15 Mitochondrial Division Inhibitor-1 Protects against Doxorubicin-Induced Cardiotoxicity

Abstract

Doxorubicin is one of the most effective anti-cancer agents. However, its use is associated with adverse cardiac effects, including cardiomyopathy and progressive heart failure. Given the multiple beneficial effects of the mitochondrial division inhibitor (mdivi-1) in a variety of pathological conditions including heart failure and ischaemia-reperfusion injury (IRI), we investigated the effects of mdivi-1 on doxorubicin-induced cardiac dysfunction in nai and stressed conditions. Drug-induced effects were assessed using the Langendorff system, oxidative stress model using isolated cardiomyocytes, western blot and flow cytometry analysis to measure the levels of p-Akt, p-Erk ½, p-Drp1 and p-p53 upon drug-treatment. The HL60 leukaemia cell line was used to evaluate the effects of combined treatment of doxorubicin and mdivi-1 on the cytotoxicity of doxorubicin in a cancer cell line. Doxorubicin caused a significant impairment of cardiac function and increased the infarct size to risk-ratio in both nai and IRI conditions. Interestingly, co-treatment of doxorubicin with mdivi-1 attenuated these detrimental effects of doxorubicin.

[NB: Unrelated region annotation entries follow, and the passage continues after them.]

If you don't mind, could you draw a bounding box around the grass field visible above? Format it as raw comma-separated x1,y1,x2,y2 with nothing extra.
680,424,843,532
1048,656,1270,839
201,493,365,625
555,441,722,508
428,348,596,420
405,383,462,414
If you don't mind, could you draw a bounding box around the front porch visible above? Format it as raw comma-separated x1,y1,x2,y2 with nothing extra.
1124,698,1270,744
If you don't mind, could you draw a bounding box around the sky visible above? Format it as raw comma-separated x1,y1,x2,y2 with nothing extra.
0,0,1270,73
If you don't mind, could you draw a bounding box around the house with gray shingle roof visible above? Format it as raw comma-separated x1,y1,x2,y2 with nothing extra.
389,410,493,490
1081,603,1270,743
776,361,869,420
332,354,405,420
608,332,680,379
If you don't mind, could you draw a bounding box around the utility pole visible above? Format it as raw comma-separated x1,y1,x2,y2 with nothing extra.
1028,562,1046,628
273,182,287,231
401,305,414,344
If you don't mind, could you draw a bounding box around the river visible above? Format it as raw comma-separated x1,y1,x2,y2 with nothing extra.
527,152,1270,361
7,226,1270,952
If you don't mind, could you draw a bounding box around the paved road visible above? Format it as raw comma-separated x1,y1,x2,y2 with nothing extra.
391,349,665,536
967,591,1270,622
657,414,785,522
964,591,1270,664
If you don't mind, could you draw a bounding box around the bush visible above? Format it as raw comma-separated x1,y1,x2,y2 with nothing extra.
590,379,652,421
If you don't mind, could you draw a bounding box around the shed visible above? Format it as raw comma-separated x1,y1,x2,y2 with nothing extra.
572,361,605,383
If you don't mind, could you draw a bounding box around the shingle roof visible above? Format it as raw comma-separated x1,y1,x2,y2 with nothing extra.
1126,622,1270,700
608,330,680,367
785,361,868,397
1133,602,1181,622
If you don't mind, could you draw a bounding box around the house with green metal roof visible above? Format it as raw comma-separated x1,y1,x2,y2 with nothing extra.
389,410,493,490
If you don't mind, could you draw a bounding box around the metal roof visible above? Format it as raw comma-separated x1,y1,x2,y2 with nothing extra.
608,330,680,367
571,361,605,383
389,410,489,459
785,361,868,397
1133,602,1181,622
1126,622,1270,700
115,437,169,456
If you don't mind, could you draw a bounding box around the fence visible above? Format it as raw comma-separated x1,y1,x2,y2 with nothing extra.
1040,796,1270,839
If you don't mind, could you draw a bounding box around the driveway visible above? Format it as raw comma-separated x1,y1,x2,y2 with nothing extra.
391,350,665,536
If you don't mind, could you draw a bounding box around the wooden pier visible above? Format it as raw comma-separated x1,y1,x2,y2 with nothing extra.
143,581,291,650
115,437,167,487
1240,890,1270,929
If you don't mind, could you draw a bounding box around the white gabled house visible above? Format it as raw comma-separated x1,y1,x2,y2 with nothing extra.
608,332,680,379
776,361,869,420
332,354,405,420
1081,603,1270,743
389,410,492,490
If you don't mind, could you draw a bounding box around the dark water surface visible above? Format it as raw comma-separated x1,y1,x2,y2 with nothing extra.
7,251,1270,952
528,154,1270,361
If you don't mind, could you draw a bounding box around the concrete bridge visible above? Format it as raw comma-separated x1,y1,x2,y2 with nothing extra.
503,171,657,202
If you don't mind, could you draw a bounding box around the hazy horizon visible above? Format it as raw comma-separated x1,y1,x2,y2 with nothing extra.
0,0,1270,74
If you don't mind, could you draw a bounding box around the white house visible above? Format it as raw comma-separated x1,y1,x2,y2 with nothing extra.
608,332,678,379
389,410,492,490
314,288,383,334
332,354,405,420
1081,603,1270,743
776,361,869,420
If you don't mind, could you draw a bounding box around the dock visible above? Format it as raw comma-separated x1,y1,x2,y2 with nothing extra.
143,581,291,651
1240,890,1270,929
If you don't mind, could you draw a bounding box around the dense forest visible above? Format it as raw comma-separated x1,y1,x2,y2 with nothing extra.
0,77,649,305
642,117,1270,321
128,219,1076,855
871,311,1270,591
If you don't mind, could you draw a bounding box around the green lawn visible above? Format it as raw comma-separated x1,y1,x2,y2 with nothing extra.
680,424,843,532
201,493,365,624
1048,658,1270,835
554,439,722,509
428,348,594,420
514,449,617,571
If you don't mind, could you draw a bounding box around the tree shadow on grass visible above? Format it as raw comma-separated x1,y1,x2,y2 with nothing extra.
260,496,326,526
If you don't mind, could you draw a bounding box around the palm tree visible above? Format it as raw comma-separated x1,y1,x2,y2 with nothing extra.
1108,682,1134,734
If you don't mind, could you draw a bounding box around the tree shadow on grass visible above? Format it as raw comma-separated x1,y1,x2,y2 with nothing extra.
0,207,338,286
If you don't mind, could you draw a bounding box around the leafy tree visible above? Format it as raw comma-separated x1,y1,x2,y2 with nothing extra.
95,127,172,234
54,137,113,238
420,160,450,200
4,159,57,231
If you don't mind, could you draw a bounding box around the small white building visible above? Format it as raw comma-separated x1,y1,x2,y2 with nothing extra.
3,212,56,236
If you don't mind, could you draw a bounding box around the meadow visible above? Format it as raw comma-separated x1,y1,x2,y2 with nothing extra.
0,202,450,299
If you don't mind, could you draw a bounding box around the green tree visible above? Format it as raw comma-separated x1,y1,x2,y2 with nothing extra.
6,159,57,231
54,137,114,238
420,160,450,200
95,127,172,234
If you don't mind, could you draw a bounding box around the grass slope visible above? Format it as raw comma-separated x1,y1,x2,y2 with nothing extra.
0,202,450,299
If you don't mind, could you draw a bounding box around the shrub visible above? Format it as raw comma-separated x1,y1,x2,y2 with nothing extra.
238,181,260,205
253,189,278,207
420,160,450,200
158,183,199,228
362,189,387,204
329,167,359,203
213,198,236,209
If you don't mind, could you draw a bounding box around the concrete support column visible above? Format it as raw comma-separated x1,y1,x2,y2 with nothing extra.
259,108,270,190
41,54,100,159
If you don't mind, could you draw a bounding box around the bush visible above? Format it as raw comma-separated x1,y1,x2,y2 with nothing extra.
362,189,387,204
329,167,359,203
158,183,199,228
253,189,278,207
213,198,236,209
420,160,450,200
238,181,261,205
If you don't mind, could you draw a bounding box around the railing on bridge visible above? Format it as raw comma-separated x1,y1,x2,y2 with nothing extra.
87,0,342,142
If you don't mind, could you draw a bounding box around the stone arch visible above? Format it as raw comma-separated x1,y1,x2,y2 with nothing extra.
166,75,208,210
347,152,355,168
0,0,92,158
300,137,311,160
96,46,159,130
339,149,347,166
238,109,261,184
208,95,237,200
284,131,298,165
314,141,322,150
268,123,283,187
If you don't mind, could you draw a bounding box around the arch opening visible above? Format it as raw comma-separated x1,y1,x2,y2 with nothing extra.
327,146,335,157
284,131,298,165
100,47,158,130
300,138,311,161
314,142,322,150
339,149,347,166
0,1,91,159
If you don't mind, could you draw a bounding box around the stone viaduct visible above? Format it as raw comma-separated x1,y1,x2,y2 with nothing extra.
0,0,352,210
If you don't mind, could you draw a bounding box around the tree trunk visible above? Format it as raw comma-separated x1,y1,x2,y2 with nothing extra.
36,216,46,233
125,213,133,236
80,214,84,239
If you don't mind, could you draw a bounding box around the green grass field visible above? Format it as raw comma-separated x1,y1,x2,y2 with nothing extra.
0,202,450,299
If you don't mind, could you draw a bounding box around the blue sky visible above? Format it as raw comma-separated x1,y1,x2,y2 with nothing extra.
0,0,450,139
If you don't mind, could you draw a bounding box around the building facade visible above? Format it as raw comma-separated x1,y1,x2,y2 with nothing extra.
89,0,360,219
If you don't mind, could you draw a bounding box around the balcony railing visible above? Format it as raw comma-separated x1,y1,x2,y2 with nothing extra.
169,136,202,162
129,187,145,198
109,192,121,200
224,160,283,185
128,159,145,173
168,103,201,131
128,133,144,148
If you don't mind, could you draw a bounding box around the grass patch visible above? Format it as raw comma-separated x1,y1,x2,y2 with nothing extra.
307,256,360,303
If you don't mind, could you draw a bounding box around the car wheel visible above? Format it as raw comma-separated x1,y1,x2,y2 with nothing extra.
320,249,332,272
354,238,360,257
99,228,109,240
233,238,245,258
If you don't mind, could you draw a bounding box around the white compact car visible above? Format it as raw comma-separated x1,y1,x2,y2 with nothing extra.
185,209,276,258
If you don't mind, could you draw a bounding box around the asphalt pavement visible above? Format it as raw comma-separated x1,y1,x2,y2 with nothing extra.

Doxorubicin also caused a reduction in the time taken to depolarisation and hypercontracture of cardiac myocytes, which were prevented with mdivi-1. Finally, doxorubicin caused a significant elevation in the levels of signalling proteins p-Akt, p-Erk 1/2, p-Drp1 and p-p53. Co-incubation of mdivi-1 with doxorubicin did not reduce the cytotoxicity of doxorubicin against HL60 cells. These data suggest that the inhibition of mitochondrial fission protects the heart against doxorubicin-induced cardiac injury. We have identified for the first time mitochondrial fission as a new therapeutic target in ameliorating doxorubicin-induced cardiotoxicity without affecting its anti-cancer properties.